Materials and Methods

Animals.

Data was collected from three adult big brown bats (Eptesicus fuscus, one male and two females, ages unknown, wild caught) collected from exclusion sites in the State of Maryland. The bats were collected under the permit issued by the Maryland Department of Natural Resources (no. 55440). All procedures were approved by the Institutional Animal Care and Use Committees at Johns Hopkins University (protocol no. BA17A107), where this research was conducted.

Anesthesia and pain management.

All surgical procedures were performed under Isoflurane anesthesia (1.5%-3%) with 0.8 oxygen flow in accordance with the protocol no. BA17A107. 30 minutes prior to anesthesia induction, animals received half a dose of meloxicam (Metacam) orally for its analgesic effect. The second half dose was delivered once the animal awoke, as well as sulfamide, for antibiotic coverage. Post-surgery recovery lasted 4 to 5 days with a daily dose of meloxicam and sulfamide.

GCaMP6f viral transfection.

We injected AAV5-CamKII-GCaMP6f (Addgene, 100834-AAV5) bilaterally in the IC. We first resected the muscle located on top of the skull (temporalis medius) working from an incision placed above the midline to uncover the IC skull surface bilaterally. To avoid disrupting the recording surface, we entered the IC at an angle of 35° to 50° and traveled ~1mm to reach an injection site at the center of the DCIC at a depth of −600μm (see Figure 1A for visualization). We used a Hamilton syringe (10μL, 700 series, 34 gauge) preloaded with the virus (1μL per hemisphere) and injected using a syringe pump (Harvard Apparatus) at 75nL/min and a force of 30%. We kept the needle in place for an additional 5 minutes after injection before slowly removing from the brain.
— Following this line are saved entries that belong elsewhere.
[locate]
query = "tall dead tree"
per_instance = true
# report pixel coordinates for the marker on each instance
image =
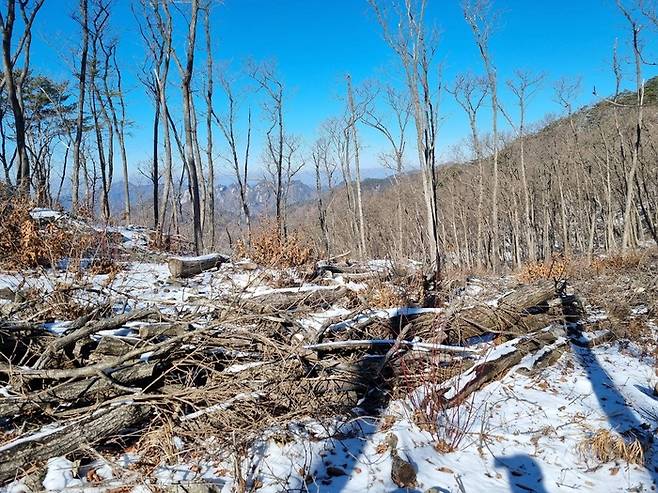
(319, 153)
(186, 70)
(209, 140)
(524, 87)
(102, 122)
(407, 35)
(265, 76)
(118, 119)
(637, 141)
(227, 125)
(395, 134)
(478, 15)
(469, 91)
(353, 119)
(83, 20)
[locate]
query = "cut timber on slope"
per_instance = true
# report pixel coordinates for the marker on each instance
(22, 453)
(510, 314)
(495, 369)
(182, 267)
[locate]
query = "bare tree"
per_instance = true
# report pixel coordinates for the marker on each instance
(635, 150)
(354, 117)
(12, 84)
(209, 141)
(407, 35)
(266, 78)
(478, 15)
(319, 153)
(469, 91)
(227, 125)
(395, 134)
(524, 87)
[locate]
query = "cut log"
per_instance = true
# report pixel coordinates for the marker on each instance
(17, 456)
(495, 369)
(290, 300)
(91, 328)
(182, 267)
(383, 344)
(511, 315)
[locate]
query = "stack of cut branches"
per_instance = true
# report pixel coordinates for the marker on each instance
(241, 368)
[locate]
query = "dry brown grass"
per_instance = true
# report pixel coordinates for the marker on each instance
(270, 248)
(23, 243)
(28, 243)
(607, 446)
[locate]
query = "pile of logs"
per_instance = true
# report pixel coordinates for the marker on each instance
(244, 366)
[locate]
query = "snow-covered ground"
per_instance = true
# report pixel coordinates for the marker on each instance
(524, 433)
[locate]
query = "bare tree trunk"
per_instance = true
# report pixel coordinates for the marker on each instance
(209, 142)
(82, 83)
(186, 73)
(357, 168)
(7, 24)
(635, 150)
(475, 14)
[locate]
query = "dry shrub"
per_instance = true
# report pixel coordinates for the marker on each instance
(269, 247)
(27, 243)
(23, 243)
(607, 446)
(168, 243)
(424, 379)
(383, 295)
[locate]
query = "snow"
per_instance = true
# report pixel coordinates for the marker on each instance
(60, 475)
(32, 437)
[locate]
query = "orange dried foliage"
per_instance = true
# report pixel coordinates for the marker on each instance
(270, 248)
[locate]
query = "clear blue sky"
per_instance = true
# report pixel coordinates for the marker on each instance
(316, 42)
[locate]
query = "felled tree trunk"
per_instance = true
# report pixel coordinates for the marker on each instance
(15, 459)
(294, 299)
(511, 314)
(88, 390)
(182, 267)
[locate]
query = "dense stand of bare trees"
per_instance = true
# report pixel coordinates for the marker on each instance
(582, 183)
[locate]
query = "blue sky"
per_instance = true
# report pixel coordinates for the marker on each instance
(316, 42)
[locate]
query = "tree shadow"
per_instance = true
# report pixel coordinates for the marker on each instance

Animals were allowed to recover for at least 1 month before the next procedure (to allow for viral expression).

Headpost implantation.

We resected the muscle on the rostral part of the skull. A custom built flat two-pronged headpost (Figure 1A) was cemented with dental cement (Metabond) to the cranium at a distance of at least 4mm from the IC center, identified visually. The bat was then put on rest for at least one day before the thinned-skull procedure to allow for the cement to cure.

Thinned-skull approach.

We adapted thinned-skulled approached developed in the mouse 35,36. Using a surgical drill, we carefully thinned the skull above both hemispheres of the IC, without piercing the skull layer. The skull was then dried, and a thin layer of transparent fast-drying adhesive was applied above the thinned area. Bats were allowed to recover for a day prior to data collection.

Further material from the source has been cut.